1. Bei der Bemessung des Schmerzensgeldes bei einem zeitnahen Versterben nach dem Verkehrsunfall kommt es auf die Dauer des Überlebens und das dazugehörige Bewusstsein des Verletzten an.

2. Nach diesen Kriterien ist ein Schmerzensgeld in Höhe von 30.000 EUR angemessen, wenn ein Geschädigter durch den Verkehrsunfall schwere Kopfverletzungen erleidet, in der Folgezeit mehrere Tage nach dem Unfall weiter ansprechbar ist, dann aber einen Hirninfarkt erleidet und als Schwerstpflegefall ohne Verständigungsmöglichkeiten nach vier Monaten verstirbt.

(Leitsatz des Verfassers)

OLG Celle, Urt. v. 4.11.2020 – 14 U 81/20

I. Sachverhalt

Die Kläger verklagen die Kraftfahrzeughaftpflichtversicherung des Unfallgegners als Erben der verstorbenen Geschädigten, die bei einem Unfall schwer verletzt wurde und 4,5 Monate nach dem Unfallereignis gestorben ist. In den ersten Tagen nach dem Unfall war die verletzte Person noch für mehrere Tage bei Bewusstsein und ansprechbar, erlitt dann aber nach 12 Tagen einen Hirninfarkt, aufgrund dessen sie zu einem schweren Pflegefall geworden ist. In der Folge konnte sie sich nicht mehr verständigen und litt unter erheblichen Bewusstseinsstörungen bevor sie schließlich an den Folgen des Unfallereignisses verstorben ist.

II. Entscheidung

Die beklagte Haftpflichtversicherung hatte ein Schmerzensgeld in Höhe von 25.000 EUR für angemessen erachtet und außergerichtlich ausgezahlt. Das Landgericht Hannover hielt ein Schmerzensgeld in Höhe von 55.000 EUR dagegen für sachgerecht und die Berufung der Beklagtenseite hiergegen hatte vor dem OLG Celle überwiegend Erfolg. Dieses hatte ein Schmerzensgeld in Höhe von 30.000 EUR für angemessen erachtet. Aus Sicht des Senats sind bei dieser Bemessung des Schmerzensgeldes im Sinne des § 253 BGB vor allem dessen Ausgleichs- und Genugtuungsfunktion zu berücksichtigen, die wiederum insbesondere vom Maß der erlittenen körperlichen und seelischen Beeinträchtigungen abhängt. Dabei wird die Schwere der Belastung des Geschädigten insbesondere durch Stärke, Heftigkeit und Dauer der Schmerzen, damit verbundenen Funktionsbeeinträchtigungen und aus dem Unfall resultierenden Dauerfolgen bestimmt.
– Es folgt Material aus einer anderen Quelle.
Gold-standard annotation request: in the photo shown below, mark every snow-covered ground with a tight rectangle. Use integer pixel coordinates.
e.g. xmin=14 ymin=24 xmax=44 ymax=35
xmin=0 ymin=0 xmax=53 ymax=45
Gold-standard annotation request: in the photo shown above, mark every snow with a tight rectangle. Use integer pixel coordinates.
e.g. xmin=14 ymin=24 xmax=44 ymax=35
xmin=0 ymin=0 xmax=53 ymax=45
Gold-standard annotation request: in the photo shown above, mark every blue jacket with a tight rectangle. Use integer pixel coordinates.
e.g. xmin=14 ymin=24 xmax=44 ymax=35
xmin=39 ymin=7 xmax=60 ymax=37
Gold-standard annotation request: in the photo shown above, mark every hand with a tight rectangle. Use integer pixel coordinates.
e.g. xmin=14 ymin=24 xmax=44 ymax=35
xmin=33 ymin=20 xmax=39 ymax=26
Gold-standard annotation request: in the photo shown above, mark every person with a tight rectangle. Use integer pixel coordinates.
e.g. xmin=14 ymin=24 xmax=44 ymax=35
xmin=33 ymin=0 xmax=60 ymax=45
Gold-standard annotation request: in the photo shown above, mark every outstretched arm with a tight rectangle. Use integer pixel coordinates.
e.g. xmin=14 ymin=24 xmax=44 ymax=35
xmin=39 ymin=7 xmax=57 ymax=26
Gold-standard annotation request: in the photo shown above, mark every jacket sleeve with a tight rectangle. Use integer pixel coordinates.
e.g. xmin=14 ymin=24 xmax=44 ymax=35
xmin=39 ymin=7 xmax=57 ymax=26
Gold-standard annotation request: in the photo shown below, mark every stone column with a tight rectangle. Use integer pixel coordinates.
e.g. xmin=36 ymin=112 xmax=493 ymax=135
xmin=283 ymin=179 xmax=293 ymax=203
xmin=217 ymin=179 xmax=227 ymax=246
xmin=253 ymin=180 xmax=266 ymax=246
Dabei wäre auch auf eine Systematik der gerichtlichen Entscheidung als Vergleichsmaßstab abzustellen, die aus Sicht des Senats ganz überwiegend unterhalb des Betrages von 55.000 EUR liegen würden, den das Landgericht in der I. Instanz ausgeurteilt hat. Dabei wäre insbesondere zu beachten, dass es nicht allein auf die objektiv erlittenen Verletzungen ankommt, sondern auch von entscheidender Bedeutung ist, ob der Geschädigte bei Bewusstsein verbleibt und seine Situation mit allen Leiden weiter aktiv erlebt. Hier wäre insbesondere zu berücksichtigen, dass die verstorbene Person nach dem Hirninfarkt nur teilweise wieder bei Bewusstsein gewesen ist und sich nicht mehr weiter verständigen konnte. So stellt das OLG Celle beispielsweise auch auf eine Entscheidung des OLG München vom 3.5.1996 (10 U 6205/95) als Vergleichsmaßstab ab, bei welchem damals 25.000 EUR und indexangepasst nunmehr 35.000 EUR zugesprochen worden sind, nachdem der Geschädigte bei einem Verkehrsunfall schwerste Gehirnschädigungen erlitten hatte, die zu seiner vollständigen Bewegungsunfähigkeit und fehlenden Ansprechbarkeit geführt haben, bevor er gut 5 Monate nach dem Unfallereignis verstorben ist.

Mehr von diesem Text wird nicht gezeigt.